After graduation, while serving as an assistant pastor at a church in Rochester Hills, Mich., Dalgleish was corresponding with his brother, a nurse, who was serving with the Air Force in Iraq. He learned that a Catholic chaplain was having a profound impact on his brother, who was struggling with what he was experiencing in a military hospital.
"Acting as a good chaplain, he met my brother's personal needs," Dalgleish said. "It was through a personal ministry to one of my family members that caused me to consider it."
His brother converted to Catholicism. And Dalgleish eventually enlisted in the Air Force. Hill Air Force Base is his first active duty assignment, where he serves with Nevius as a second Protestant chaplain and an ordained minister with the International Communion of Charismatic Episcopal Church — the same denomination as his father, who oversees a congregation in Rochester, N.Y.

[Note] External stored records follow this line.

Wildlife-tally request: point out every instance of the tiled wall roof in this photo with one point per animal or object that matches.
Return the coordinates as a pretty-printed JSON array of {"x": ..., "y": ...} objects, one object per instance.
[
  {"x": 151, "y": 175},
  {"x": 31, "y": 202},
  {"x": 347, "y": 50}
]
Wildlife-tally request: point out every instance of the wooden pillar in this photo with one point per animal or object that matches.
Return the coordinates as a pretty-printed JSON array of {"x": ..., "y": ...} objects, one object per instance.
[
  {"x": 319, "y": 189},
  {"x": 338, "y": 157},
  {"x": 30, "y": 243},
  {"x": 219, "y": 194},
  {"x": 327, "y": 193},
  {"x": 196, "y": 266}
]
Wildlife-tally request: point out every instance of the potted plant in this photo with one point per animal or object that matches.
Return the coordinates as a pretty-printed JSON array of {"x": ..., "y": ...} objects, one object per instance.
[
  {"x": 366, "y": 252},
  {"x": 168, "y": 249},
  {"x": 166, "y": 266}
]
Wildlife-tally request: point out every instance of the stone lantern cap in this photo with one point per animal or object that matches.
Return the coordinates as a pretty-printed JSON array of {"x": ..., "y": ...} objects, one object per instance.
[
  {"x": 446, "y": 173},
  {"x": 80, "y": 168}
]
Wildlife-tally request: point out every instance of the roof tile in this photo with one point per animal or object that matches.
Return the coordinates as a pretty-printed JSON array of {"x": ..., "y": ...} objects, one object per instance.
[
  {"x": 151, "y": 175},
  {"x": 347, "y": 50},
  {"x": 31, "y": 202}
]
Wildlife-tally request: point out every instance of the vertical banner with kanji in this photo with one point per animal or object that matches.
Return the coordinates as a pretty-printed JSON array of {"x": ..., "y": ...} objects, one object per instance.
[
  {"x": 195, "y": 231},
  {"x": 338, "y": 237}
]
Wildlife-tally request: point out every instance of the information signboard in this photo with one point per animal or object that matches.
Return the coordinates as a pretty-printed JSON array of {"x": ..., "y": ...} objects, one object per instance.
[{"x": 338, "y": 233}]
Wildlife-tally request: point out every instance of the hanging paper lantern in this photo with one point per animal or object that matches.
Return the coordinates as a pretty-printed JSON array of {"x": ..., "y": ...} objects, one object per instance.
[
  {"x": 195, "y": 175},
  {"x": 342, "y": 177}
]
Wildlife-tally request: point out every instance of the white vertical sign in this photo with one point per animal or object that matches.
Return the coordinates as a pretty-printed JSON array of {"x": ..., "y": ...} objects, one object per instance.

"It makes for interesting dinner conversation when we get together for the holidays," Dalgleish said jokingly about his family's diverse Christian faiths.
But Dalgleish and Nevius stress that conversion and proselytizing are not objectives of the chaplaincy. "We meet them where they are at, but they have to open the door to God and dictate where they want to go," Dalgleish said of those who choose to seek the counsel of a chaplain.
If soldiers, airmen or sailors wants to meet with someone of their own faith, the chaplain has a duty to meet that spiritual need. "We must ensure the First Amendment right of the free exercise of religion is honored for each airman," said Nevius, who is the acting Wing Chaplain at Hill while his boss, Chaplain Kenneth Crooks, is deployed in Afghanistan.
In a military that is becoming as religiously diverse as the nation, that can become a daunting task. At Hill, the chaplain corps has representatives of the Catholic, Protestant and Jewish faiths. An assistant chaplain also serves the 15 Wiccans on base.
The high-ceilinged chapel on base is equipped with various symbols and emblems as it accommodates a wide range of religious services, from an ornate mass to an unadorned sacrament meeting for members of The Church of Jesus Christ of Latter-day Saints.
The pastoral care chaplains provide also reaches across branches of the military service. Nevius recalls that when he was stationed at Offut Air Force Base near Omaha, Neb., an Army reservist from Iowa came seeking help following a tour in Iraq.
"You could visibly see the shaking, the fear and panic in his eyes as he talked about his experience and how he wasn't coping with life," Nevius said. "He didn't come for anything spiritual. He needed help and just wanted to tell his story. And he knew the chaplain would listen with complete confidentiality."